L’inconscient de la vue
Des premiers daguerréotypes qui nécessitaient le transport d’un matériel extrêmement lourd (ce pouvait être 250 kg!), donc toute une expédition, jusqu’au numérique actuel, en passant par la stéréoscopie que pratiquait encore mon grand-père, la photo de montagne révèle ce que l’œil, parce qu’il est sélectif, ne voit pas. En effet c’est «l’inconscient de la vue» comme le définit Pierre-Henry Frangne dans une étude sur les photographies des frères Bisson, exposées précisément au Musée de l’Elysée, qui apparaît: ces fissures, ces brisures, ces rugosités, ces brillances, d’une précision qui étonne et qu’on n’avait pas remarqués.

Mais il y a aussi ce côté instantané, définitivement fixé, avec ses ombres, ses lumières, ses flous, ses scintillances, qui immortalise un moment tout en ouvrant l’infini du rêve. C’est à la fois «un carré, durable, portatif, quelque chose désormais et pour jamais à notre disposition, le moment capté» (Paul Claudel dans L’Oeil qui écoute) et toute une histoire, celle d’un lieu, d’un sommet dont on découvre qu’ils changent au fil des ans, aujourd’hui plus vite que jadis vu le réchauffement climatique, ou l’aventure, parfois périlleuse, de ceux qui se sont risqués «là où la terre rejoint le ciel», pour reprendre l’expression de Daniel Girardin, conservateur en chef du Musée de l’Elysée.
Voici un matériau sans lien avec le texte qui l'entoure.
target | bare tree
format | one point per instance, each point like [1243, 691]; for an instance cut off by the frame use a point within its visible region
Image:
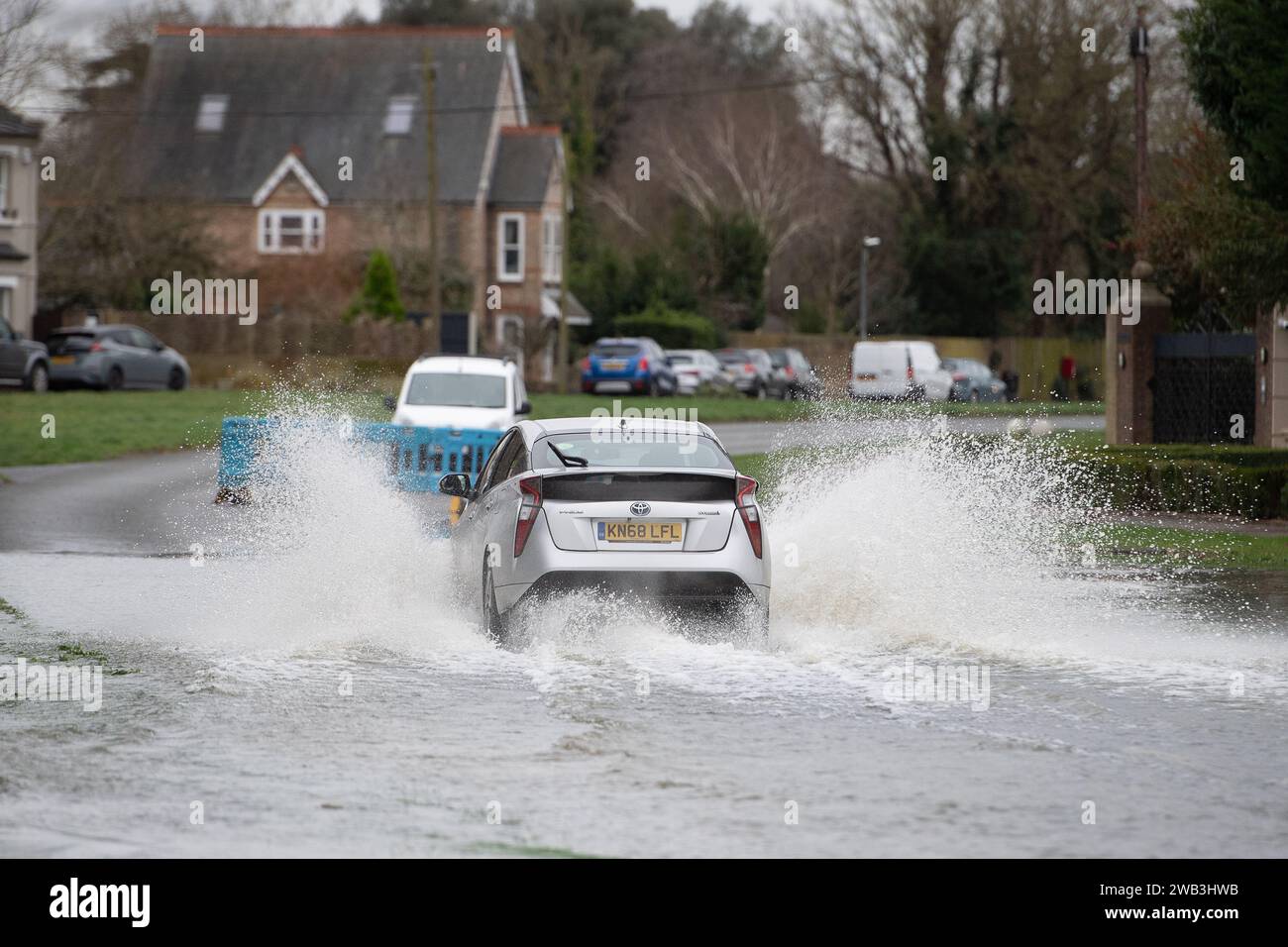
[29, 59]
Là où la terre rejoint le ciel
L’invention de la photographie, en particulier de montagne, va de pair avec celle des mots tourisme et alpinisme; ce n’est pas un hasard puisqu’on va se servir de certains paysages et des icônes célèbres que sont le Cervin, Le Mont-Blanc, entre autres, pour attirer vacanciers et sportifs. Mais l’exposition ne développe guère (ne serait-ce la photo de ces bâches qui recouvrent les restes du Glacier du Rhône!) la dimension politique que peut avoir la photo de montagne lorsqu’elle dénonce les problèmes climatiques et environnementaux de plus en plus inquiétants.

En revanche, elle saisit la frontalité, le face-à-face des grandes parois, dont celle de la Südlenz sur l’affiche, l’immensité des vues horizontales prises d’un sommet, d’abord composées de plusieurs photos accolées, puis avec un grand angle, la verticalité des aiguilles et des arêtes vertigineuses, les vues plongeantes d’un ballon ou d’un avion, la structure chaotique des séracs, la zébrure étonnante d’une roche ou la surface striée de la neige. Certaines photos sont des documents, précis, descriptifs, d’autres des évocations poétiques pour dire la beauté, la solitude, la violence, le grandiose. Quelques-unes jouent sur une couleur inattendue, la plupart sont en noir et blanc, évitant la banalité des photos couleurs avec leur ciel trop bleu- celles dont usent et abusent certaines publicités; les plus anciennes sont en tirage sépia.

Il y avait foule ce premier samedi du mois (jour d’entrée libre), en particulier des jeunes gens et des jeunes filles que le mauvais temps avaient empêché de céder à leur envie de montagne et qui évoquaient des courses faites ou à faire; mais s’y pressaient aussi des visiteurs plus âgés qui se souvenaient parfois avec nostalgie des beautés partagées, et puis des passionnés de photographie que les prises de vue et les procédés anciens intéressaient. L’exposition est à voir jusqu’au 30 avril 2017.

Pour accompagner l’exposition, un très bel ouvrage éponyme a été publié par le Musée de l’Elysée en coédition avec Les Editions Noir sur Blanc. Il reproduit un grand nombre des photos exposées, après une introduction succincte «entre enchantement et désenchantement», au demeurant intéressante, de Daniel Girardin dont c’est la dernière exposition, et un entretien avec le photographe professionnel et alpiniste Maurice Schobinger.

Lausanne, Musées de l’Elysée, 18, av. de l’Elysée, jusqu’au 30 avril, du mardi au dimanche de 11h à 18h.

Sans limite, Photographies de montagne, publié par le Musée de l’Elysée en coédition avec Les Editions Noir sur Blanc. Sous la direction de Daniel Girardin / Janvier 2017 / 21 x 27,2 cm, relié, 250 pages, version française et anglaise.